Michael Porter, the Harvard business school guru, defined how industries work in his book on competitive strategy. He drew out the relationships between competitive enterprises and their supply chains, infrastructure, distribution channels, and advocacy organizations. He noted how industries develop secondary support firms - such as specialized consulting services geared toward the needs of the enterprises in that industry.
By this standard, philanthropy and nonprofits have solidly achieved the industrial state. Three recent pieces on the consulting businesses that serve philanthropy and nonprofits caught my attention. The Chronicle of Philanthropy ran this piece, noting some of the bigger name firms. It also noted that the services these organizations provide used to be offered up pro bono. Now they are lines of business or entire firms unto themselves.
Blue Avocado, an online newsletter targeting nonprofit professionals, recently ran this piece on the "philanthropic industrial consulting complex." The title gives you a sense of the piece's position on the growth in consulting firms serving nonprofits and foundations. One insight worth considering is the degree to which young professionals may be more attracted to the consulting firms than to the nonprofits themselves. If true, this detracts talent from the sector and devalues the role of direct experience over academic degrees. The article offers no data to back the claim, but it is an intriguing concern. The third piece was a Washington Post story on the use of funds at the Newark Public Schools foundation funded by Mark Zuckerberg and others. At the time, the Newark Star Ledger was reporting that 1/3 of the funds from the Foundation for Newark's Future had gone to consultants linked to the Mayor's office.

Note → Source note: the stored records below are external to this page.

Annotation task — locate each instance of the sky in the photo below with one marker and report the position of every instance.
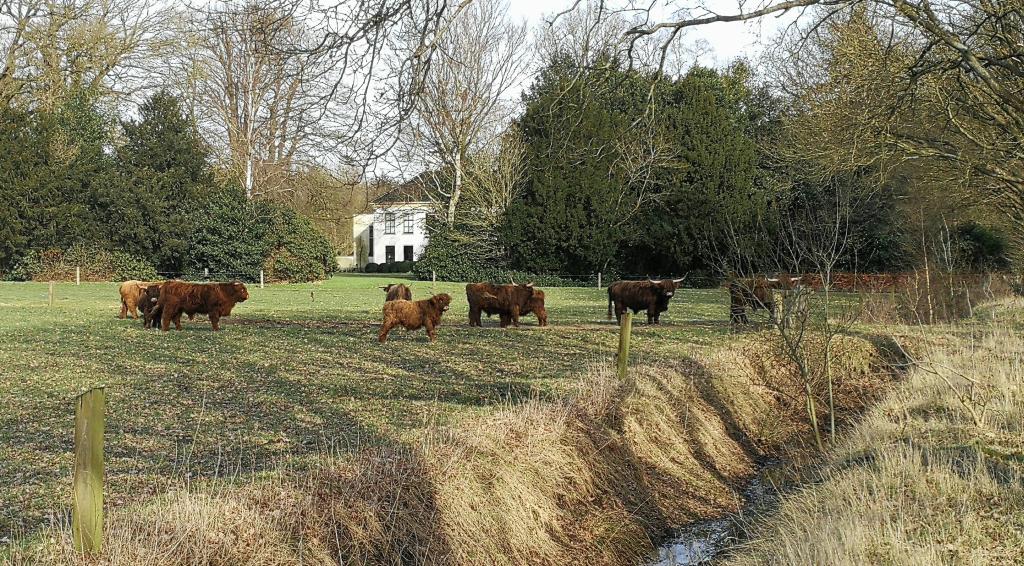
(727, 40)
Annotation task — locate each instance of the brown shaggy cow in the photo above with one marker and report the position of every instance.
(756, 293)
(147, 304)
(397, 291)
(131, 291)
(415, 315)
(650, 295)
(216, 300)
(508, 301)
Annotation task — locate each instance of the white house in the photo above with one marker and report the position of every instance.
(395, 229)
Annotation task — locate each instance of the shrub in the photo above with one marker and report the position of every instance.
(982, 248)
(95, 264)
(237, 237)
(127, 266)
(298, 252)
(452, 258)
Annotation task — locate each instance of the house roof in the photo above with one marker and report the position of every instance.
(413, 190)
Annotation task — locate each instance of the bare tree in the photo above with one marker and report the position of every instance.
(260, 89)
(494, 180)
(463, 105)
(53, 47)
(965, 67)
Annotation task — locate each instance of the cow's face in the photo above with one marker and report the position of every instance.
(239, 292)
(528, 288)
(441, 301)
(667, 288)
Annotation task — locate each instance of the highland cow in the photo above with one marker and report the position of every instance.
(756, 293)
(397, 291)
(215, 300)
(508, 301)
(415, 315)
(131, 291)
(650, 295)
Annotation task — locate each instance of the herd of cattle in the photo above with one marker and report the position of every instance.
(165, 302)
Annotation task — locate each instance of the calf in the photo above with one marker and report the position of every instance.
(147, 304)
(414, 315)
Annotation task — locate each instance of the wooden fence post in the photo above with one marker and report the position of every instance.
(87, 507)
(625, 331)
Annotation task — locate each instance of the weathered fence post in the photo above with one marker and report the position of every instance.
(87, 507)
(625, 331)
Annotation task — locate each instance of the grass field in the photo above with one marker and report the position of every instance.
(296, 371)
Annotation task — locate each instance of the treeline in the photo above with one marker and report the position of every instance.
(137, 196)
(634, 172)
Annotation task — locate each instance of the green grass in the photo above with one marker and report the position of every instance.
(289, 377)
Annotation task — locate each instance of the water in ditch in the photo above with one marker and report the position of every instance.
(702, 541)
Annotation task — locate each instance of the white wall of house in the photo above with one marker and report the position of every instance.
(398, 230)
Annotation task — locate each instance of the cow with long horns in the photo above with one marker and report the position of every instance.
(650, 295)
(762, 293)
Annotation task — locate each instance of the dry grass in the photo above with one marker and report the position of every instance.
(594, 479)
(934, 474)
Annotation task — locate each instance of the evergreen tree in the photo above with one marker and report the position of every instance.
(164, 163)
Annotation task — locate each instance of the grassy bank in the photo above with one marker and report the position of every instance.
(593, 477)
(934, 473)
(297, 372)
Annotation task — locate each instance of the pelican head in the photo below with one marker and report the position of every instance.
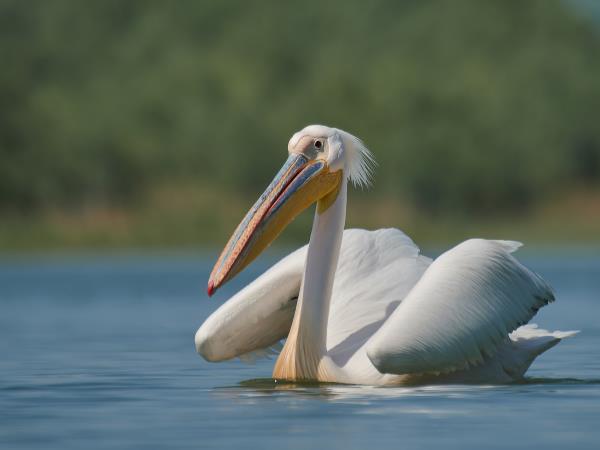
(320, 159)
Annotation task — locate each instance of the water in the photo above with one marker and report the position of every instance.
(97, 352)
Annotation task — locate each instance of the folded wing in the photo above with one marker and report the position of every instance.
(460, 311)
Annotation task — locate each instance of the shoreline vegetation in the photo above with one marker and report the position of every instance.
(133, 125)
(192, 218)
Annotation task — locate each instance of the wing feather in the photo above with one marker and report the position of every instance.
(460, 311)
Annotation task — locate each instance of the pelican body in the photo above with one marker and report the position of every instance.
(365, 307)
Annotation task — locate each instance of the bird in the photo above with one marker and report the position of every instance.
(366, 307)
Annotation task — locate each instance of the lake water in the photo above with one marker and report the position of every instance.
(98, 352)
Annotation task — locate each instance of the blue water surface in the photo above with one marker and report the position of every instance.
(98, 352)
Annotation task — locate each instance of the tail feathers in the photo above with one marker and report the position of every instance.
(527, 343)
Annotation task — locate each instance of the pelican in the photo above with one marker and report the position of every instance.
(365, 307)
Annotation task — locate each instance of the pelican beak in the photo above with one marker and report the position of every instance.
(300, 183)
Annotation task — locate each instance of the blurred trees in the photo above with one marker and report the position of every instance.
(469, 106)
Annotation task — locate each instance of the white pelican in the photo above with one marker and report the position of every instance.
(364, 307)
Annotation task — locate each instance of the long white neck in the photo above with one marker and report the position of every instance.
(306, 343)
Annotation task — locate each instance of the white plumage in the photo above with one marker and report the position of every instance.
(410, 315)
(365, 307)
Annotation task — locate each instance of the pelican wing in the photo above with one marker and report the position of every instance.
(460, 311)
(376, 270)
(252, 322)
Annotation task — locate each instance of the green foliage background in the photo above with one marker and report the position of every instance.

As the founder of a consulting firm that served foundations, and now a managing director at another such firm, I've lived through the decade and a half of consulting firm growth. I founded my firm in 1997 in my living room. Within a few years we were competing with the spin offs from the big consulting firms or consulting firms with ties to major universities. To the degree that these firms add rigor, analytic capacity, talent, and research to the world of social good they are probably a net positive. Those that run as commercial firms inhabit the social enterprise space - serving the social sector without tax subsidy and paying for it with earned revenue. Those that run as nonprofits work hard to justify that tax exemption by sharing otherwise proprietary insights with the broader sector. However, to the degree that competition between these firms results in the service sector equivalent of planned obsolescence, or the kind of tail fin embellishment of 1950s auto makers, we might take a second look at our utility.
The consulting world has considered professional credentials, social impact advisors' networks, professional alliances, and so on. These efforts are nascent and no better or worse than any other industry's unforced efforts at self-regulation. As consultants to the social sector, I believe it behooves us to take seriously the potential and limitations of our aggregated selves.